= Regeneration Trilogy =

Series of historical novels by Pat Barker

The Regeneration Trilogy is a series of three novels by Pat Barker on the subject of the final part of the First World War, focusing primarily on 1917 and 1918. The novels blend fact and fiction, hanging on a framework of factual events, an interwoven set of fictional story-lines of real people with fictional characters. The first novel of the series Regeneration was published in 1991, followed by The Eye in the Door (1993) and The Ghost Road (1995).
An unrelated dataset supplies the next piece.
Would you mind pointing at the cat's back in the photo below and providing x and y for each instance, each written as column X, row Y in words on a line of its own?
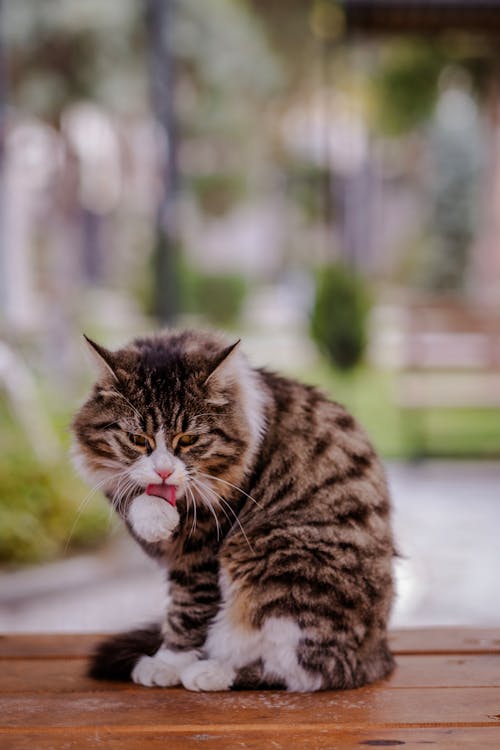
column 316, row 447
The broad themes outlined across the three books are the modernisation of medicine in the treatment of trauma and mental illness with its differing application in relation to social class — the progressive and considerate cutting-edge Freudian treatment for officers versus the regressive, aggressive, and brutal aversion therapy for the lower ranks. Also, the theme of sexuality — hetero-, bi-, and homo-sexuality — is prevalent throughout and its interplay again across the social classes.

The main characters are:
- Dr William Rivers, the noted Freudian psychiatrist and neurologist in the British Army
- Siegfried Sassoon, the distinguished war hero and famous war poet and patient of Rivers
- Billy Prior, a fictional lieutenant from a working class background suffering from gross war trauma and patient of Rivers

In 2012, The Observer named the trilogy in its entirety as one of "The 10 best historical novels".